The fact that Unix in Lisp /is/ Lisp, rather than an interpreter written in Lisp, makes it possible to leverage existing tools for Lisp. One instance is the Unix in SLIME listener, which inherits completion, interactive debugger and multiple listeners etc from SLIME itself. Another instance is that existing CL library such as sequence helper functions from ~serapeum~ works out of the box on Unix in Lisp process streams.

It's recommended to load ~unix-in-slime.el~ for better SLIME integration. To load it, evaluate ~(require 'unix-in-slime "~/quicklisp/local-projects/unix-in-lisp/unix-in-slime")~ in emacs. You may want to add this line to your ~init.el~. Then ~M-x unix-in-sime~ to start a listener, and have fun!

~unix-in-slime~ installs hacks to the host Lisp environment by calling ~(unix-in-lisp:install)~ on startup. To undo hacks done to the host environment and unmount Unix FS packages, run ~(unix-in-lisp:uninstall)~.

** Examples (Some print-outs are omitted)

Counting number of files

+begin_src

/Users/kchan> (cd quicklisp/local-projects/unix-in-lisp) /Users/kchan/quicklisp/local-projects/unix-in-lisp> (pipe (ls) (wc -l)) 9

+end_src

But why not the Lisp way as well!

+begin_src

/Users/kchan/quicklisp/local-projects/unix-in-lisp> (length (package-exports ./)) 9

+end_src

For more examples, see [[file:TUTORIAL.org]]

The exported symbols of a Unix FS package should one-to-one correspond to files in the mapped directory. Exceptions to this one-to-one correspondence:

Each of these exported symbols has a global symbol macro binding, so that they can be read/write like Lisp variables. Access to the symbol gives the list of lines of the underlying file, and setting it with a list designator of lines cause them to be written to the file.

+begin_src

unix-user /Users/kchan/> .bashrc ("export CC=\"clang\"" "export PS1='$(hostname):$(pwd) $(whoami)\$ '" ...)

+end_src

Note that there are no corresponding symbol for a non-existent file. To write or create a file that you are not sure whether it already exists, it's recommended to use ~defile~ macro, which will ensure the file exists and creates the corresponding symbol.

+begin_src

unix-user /Users/kchan/> (defile iota.txt (iota 10)) /Users/kchan/iota.txt unix-user /Users/kchan/> iota.txt ("0" "1" "2" "3" "4" "5" "6" "7" "8" "9")

+end_src

In the above example, if ~iota.txt~ does not exist and I use ~setq~ instead of ~defile~, an internal symbol named ~IOTA.TXT~ will be created in ~UNIX-USER~ package instead and I will write to its value cell, rather than ~/Users/kchan/iota.txt~ on the file system.

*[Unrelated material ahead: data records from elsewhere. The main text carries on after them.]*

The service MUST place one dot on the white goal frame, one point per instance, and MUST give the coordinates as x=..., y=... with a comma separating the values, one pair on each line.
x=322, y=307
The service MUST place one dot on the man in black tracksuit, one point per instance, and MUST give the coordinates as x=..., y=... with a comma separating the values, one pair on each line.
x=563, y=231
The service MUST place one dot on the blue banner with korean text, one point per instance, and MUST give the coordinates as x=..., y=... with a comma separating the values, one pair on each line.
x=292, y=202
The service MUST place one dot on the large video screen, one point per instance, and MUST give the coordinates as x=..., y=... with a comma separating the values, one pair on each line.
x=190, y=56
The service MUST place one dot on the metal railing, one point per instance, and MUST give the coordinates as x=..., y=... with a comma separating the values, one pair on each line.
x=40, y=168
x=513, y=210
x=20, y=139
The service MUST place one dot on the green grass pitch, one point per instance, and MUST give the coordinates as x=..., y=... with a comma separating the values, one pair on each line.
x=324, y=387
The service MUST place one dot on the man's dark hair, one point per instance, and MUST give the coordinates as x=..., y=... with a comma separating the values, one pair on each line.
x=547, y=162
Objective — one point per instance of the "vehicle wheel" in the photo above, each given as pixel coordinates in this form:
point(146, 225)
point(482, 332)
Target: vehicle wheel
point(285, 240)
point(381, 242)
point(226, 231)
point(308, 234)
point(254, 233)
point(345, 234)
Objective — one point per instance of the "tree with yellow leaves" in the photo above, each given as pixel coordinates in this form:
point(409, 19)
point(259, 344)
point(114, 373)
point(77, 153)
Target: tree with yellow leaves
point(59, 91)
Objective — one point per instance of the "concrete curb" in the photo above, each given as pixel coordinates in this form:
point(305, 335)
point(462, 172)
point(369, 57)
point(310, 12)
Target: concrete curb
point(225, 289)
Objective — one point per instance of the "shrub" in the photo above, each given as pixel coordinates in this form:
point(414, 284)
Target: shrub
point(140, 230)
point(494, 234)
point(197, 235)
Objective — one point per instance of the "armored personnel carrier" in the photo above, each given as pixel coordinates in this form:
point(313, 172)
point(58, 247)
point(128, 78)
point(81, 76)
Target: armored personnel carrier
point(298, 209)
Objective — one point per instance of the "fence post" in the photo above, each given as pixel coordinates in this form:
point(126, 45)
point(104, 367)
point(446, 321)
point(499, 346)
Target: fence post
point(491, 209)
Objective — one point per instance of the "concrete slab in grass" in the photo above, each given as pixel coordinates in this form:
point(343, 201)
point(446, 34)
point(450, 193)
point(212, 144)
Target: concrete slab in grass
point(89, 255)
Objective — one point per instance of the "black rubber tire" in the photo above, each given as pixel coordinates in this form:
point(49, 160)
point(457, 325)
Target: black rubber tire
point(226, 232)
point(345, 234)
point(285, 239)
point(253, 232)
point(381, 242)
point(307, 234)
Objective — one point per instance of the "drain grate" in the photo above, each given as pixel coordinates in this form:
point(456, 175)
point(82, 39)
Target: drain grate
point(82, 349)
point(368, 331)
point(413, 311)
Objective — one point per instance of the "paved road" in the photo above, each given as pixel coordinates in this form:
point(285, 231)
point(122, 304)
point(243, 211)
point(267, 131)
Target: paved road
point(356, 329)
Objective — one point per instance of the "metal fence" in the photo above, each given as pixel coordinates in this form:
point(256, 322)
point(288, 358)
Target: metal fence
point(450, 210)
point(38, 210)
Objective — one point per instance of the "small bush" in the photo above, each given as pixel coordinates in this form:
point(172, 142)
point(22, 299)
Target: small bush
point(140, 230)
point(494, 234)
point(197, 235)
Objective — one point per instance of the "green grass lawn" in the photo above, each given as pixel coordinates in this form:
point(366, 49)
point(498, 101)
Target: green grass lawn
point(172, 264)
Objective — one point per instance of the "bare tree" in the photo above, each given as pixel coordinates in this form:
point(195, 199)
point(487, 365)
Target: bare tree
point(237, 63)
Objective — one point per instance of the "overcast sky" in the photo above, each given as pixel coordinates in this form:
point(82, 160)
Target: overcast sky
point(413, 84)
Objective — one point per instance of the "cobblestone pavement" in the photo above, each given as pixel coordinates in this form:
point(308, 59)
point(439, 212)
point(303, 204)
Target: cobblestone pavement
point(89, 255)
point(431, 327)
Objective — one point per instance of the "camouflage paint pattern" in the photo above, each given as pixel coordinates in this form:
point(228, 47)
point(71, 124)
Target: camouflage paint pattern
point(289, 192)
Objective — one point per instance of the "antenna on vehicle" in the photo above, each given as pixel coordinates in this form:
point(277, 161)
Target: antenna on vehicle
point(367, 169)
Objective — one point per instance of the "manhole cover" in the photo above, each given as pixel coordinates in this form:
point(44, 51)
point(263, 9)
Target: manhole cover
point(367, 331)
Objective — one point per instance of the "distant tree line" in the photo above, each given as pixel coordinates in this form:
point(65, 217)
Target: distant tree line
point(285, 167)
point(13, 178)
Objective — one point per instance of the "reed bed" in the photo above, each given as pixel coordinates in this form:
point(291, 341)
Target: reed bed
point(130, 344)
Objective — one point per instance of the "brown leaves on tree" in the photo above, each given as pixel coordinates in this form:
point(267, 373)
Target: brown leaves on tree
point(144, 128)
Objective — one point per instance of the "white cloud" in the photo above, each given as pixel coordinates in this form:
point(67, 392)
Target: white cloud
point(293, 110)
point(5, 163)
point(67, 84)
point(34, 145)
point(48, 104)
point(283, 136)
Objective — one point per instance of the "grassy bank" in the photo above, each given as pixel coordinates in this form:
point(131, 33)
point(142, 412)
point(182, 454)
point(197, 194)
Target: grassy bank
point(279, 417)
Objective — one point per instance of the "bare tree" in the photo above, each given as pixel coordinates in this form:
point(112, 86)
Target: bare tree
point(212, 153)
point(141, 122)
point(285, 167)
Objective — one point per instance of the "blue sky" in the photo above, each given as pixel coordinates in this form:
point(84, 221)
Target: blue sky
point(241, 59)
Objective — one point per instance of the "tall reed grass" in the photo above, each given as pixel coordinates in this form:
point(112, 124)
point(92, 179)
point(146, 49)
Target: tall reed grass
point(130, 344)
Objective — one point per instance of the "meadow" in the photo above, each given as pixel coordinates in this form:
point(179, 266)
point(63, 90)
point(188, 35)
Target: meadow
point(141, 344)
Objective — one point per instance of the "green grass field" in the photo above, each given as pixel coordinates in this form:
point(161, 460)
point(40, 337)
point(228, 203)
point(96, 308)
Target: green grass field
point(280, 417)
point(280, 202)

** Command and Process Mapping Unix in Lisp manages jobs in the unit of /Effective processes/. Theses include regular Unix processes represented by ~simple-process~, and ~pipeline~'s which are consisted of any number of UNIX processes and Lisp function stages. *** Simple commands When Unix in Lisp maps a directory, files are checked for execution permission and executable ones are mapped as Common Lisp macros. These macros /implicitly quasiquotes/ their arguments. The arguments are converted to strings using ~literal-to-string~, then passed to the corresponding executable.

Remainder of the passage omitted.